Daniel Okyem Aboagye (31 December 1973 – 23 September 2023) was a Ghanaian politician who was a member of the Seventh Parliament of the Fourth Republic of Ghana, representing the Bantama Constituency in the Ashanti Region on the ticket of the New Patriotic Party.

== Early life and education ==
Okyem Aboagye was born in Atwima Boko in the Ashanti Region of Ghana on 31 December 1973.

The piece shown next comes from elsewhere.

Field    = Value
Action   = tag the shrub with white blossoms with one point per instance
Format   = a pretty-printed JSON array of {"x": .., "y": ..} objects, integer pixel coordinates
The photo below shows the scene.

Aboagye studied at the University of Ghana where he received a bachelor's degree in Business Administration. He graduated in 2002 with an MBA and MIS in Accounting from Troy University, Alabama, USA. Okyem Aboagye was certified in 2003 as a public accountant at the Certified Public Accountant of USA.

== Career ==
Aboagye started his career as the branch manager of SINAPI ABA TRUST in 1998. He later became the project manager of Opportunity International in 2003–2006. Okyem Aboagye was the financial controller of Globe Union in the US and CEO of MGI Microfinance in 2008–2012. He was the CEO of 2M Express Transport Services.

== Politics ==
In 2015 he contested and won the NPP parliamentary primaries for Bantama (Ghana parliament constituency) in the Ashanti Region of Ghana. He won this parliamentary seat during the 2016 Ghanaian general elections. In June 2020, he lost the bid to represent the New Patriotic Party after losing in the primaries to Francis Asenso-Boakye, who is now the member of parliament for the Bantama (Ghana parliament constituency).

=== Committees ===
Aboagye served as a member of the Finance and Economic Committee in the Seventh Parliament of the Fourth Republic of Ghana.

== Personal life and death ==
Aboagye was married with children.

Okyem Aboagye died at the Komfo Anokye Teaching Hospital on 23 September 2023, at the age of 49.